You have to be somewhat brain damaged and/or extraordinarily partisan to think the states or the IRS have the authority to tax non-American citizens.

http://www.factcheck.org/2012/05/tax-credits-for-illegal-immigrants/
Here we should explain that the IRS routinely seeks to collect both federal income taxes and federal payroll taxes from illegal immigrants, who are required to pay regardless of their immigration status. Because such workers don’t qualify for a valid Social Security number, the IRS issues a nine-digit Individual Taxpayer Identification Number. An ITIN doesn’t authorize the user to work legally in the U.S., and doesn’t entitle him or her to Social Security benefits.
 
It isn't crap to have more Americans getting proper healthcare rather than relying on emergency room care.

In the long run its very apparent that better healthcare for those who currently aren't getting it is cheaper. Not covering those people is the main reason healthcare here is more expensive than other countries.

Along with people who have too much health insurance so they never make any decisions based on cost.

Fine. But that isn't what this thread is about. Its about supposed cheaper than anticipated healthcare. That is crap and everyone knows it.
 
Interesting sactoking, that makes sense to me. Regionals don't have to by law have significant reserves though, correct? I would imagine the increased number of mandated additional patients would outstrip the morbidity rate, as you call it, in terms of net profit, because so many additional Californians now must sign up, no? I'm honestly curious, as I don't know the numbers.

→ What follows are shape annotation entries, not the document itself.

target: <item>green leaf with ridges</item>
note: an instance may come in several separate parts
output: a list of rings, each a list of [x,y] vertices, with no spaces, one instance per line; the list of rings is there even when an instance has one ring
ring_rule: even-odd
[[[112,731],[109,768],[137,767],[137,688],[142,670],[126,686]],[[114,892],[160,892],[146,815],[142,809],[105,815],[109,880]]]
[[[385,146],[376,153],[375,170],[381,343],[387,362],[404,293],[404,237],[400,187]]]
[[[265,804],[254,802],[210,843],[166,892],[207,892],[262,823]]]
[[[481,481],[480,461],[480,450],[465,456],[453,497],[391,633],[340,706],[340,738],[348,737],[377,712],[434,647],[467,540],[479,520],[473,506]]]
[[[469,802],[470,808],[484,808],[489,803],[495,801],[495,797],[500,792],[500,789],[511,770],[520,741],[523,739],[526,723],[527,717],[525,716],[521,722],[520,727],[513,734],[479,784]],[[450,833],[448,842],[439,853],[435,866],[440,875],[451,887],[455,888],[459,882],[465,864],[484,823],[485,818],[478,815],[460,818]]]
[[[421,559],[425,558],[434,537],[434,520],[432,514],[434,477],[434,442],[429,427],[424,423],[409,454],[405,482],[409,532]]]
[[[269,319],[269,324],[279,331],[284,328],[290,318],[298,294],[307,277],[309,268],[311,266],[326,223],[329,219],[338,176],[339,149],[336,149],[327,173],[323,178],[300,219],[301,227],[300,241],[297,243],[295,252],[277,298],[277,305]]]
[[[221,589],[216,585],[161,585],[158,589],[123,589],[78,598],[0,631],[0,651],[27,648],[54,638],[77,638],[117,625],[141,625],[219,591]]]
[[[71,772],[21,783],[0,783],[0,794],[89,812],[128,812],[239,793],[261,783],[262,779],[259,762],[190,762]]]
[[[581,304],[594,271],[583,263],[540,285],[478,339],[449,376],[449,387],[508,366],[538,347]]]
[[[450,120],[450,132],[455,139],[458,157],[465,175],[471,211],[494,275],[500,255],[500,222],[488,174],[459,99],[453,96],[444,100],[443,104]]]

As a proportion I believe they are required to have save reserve requirements. Reserve requirements as based on a proportional basis.

Most regional, which are mostly non-profit tend to far exceed their reserve requirement. For example Blue Shield of California has a reserve requirement of around 300 million, but it actually has over 4 billion in reserves.
 
ahh yes, an article from arguably a liberal circle jerk of a publication bleating about the success of an Obama policy in one of the most liberal states in the nation.